Akan tetapi Mbah Asri merasakan sesuatu yang beda. Ia justru merasakan sebentuk risau menindih perasaannya. Serupa perasaan tak berartinya hidup dan kesendirian yang asing.
Sepuluh, sembilan, delapan… Hitung mundur telah dimulai.

Diam-diam Mbah Asri mengambil sesuatu yang tersimpan di saku baju kumalnya.

Lima, empat, tiga, dua… Pukul dua belas malam tepat! Suara terompet dan letusan kembang api seperti beradu di udara. Semua bersorak dalam suasana gegap gempita. Tak ada yang tidak bersuka cita malam itu.

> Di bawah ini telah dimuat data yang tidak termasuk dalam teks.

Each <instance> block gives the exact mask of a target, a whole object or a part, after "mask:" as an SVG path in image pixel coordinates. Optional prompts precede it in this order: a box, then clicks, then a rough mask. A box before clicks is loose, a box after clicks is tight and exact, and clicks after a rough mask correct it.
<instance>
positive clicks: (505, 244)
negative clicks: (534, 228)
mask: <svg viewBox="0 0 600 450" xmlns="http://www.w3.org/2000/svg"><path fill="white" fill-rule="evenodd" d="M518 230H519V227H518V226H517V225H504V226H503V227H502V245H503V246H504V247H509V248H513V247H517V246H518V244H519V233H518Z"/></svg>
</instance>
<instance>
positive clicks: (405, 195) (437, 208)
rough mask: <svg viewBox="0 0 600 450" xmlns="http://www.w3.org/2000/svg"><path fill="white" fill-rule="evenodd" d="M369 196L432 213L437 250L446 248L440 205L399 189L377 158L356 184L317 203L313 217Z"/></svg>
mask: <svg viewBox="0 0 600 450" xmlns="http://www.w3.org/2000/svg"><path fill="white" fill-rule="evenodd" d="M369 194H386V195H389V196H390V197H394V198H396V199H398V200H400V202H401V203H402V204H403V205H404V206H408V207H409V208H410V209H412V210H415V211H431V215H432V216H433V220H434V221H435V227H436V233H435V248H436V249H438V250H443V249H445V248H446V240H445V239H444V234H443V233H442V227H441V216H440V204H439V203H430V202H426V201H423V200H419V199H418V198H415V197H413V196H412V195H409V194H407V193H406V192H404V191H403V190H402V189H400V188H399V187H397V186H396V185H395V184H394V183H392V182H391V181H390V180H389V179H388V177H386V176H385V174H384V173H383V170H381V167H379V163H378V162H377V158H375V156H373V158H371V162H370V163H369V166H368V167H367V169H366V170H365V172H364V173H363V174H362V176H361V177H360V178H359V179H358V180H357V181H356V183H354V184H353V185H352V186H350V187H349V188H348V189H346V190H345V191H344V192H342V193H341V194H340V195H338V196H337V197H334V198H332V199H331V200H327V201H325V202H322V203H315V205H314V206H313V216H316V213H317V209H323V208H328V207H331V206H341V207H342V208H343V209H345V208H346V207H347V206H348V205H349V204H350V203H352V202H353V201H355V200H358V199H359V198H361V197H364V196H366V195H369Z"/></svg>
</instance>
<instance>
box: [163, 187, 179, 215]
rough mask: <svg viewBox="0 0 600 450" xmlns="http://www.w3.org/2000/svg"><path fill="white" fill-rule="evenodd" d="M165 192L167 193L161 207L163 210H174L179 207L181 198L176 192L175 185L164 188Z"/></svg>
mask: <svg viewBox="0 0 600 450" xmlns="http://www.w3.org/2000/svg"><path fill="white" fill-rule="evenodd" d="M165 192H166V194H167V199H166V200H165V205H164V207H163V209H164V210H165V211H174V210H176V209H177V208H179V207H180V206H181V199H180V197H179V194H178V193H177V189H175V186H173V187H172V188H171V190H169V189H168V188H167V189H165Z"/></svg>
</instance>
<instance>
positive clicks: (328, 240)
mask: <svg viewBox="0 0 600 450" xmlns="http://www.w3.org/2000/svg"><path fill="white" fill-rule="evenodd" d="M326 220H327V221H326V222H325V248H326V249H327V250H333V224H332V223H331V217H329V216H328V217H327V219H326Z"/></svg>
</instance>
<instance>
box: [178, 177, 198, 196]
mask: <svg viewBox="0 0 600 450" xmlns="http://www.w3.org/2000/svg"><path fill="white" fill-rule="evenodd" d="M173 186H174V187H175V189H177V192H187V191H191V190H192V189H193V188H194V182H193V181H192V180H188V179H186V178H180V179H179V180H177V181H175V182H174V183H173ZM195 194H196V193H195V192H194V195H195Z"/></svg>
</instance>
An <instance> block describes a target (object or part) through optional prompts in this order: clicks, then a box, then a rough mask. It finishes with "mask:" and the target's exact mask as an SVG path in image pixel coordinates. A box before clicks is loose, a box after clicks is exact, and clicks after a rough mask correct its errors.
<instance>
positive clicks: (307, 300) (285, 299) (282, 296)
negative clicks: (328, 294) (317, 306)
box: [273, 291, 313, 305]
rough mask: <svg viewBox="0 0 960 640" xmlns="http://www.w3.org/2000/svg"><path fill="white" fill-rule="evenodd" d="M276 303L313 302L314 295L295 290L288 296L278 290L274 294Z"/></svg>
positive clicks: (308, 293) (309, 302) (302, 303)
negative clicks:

Kecuali Mbah Asri. Ia telah berhasil membuat sayatan di pergelangan tangannya dengan silet yang tadi dikeluarkannya diam-diam penuh perasaan. Tubuh ringkihnya roboh lalu menggelepar. Seorang tukang ojek yang hendak kencing di pojok gelap itu kontan berteriak mendapati jasad Mbah Asri tergolek menyedihkan.

Zaman mencatat: seorang nenek bunuh diri di taman ketika malam pergantian tahun lantaran tak kuat menanggung kenangan hitam dan kesunyian.

Sesaat gerimis turun. Berubah menjadi hujan yang rimbun.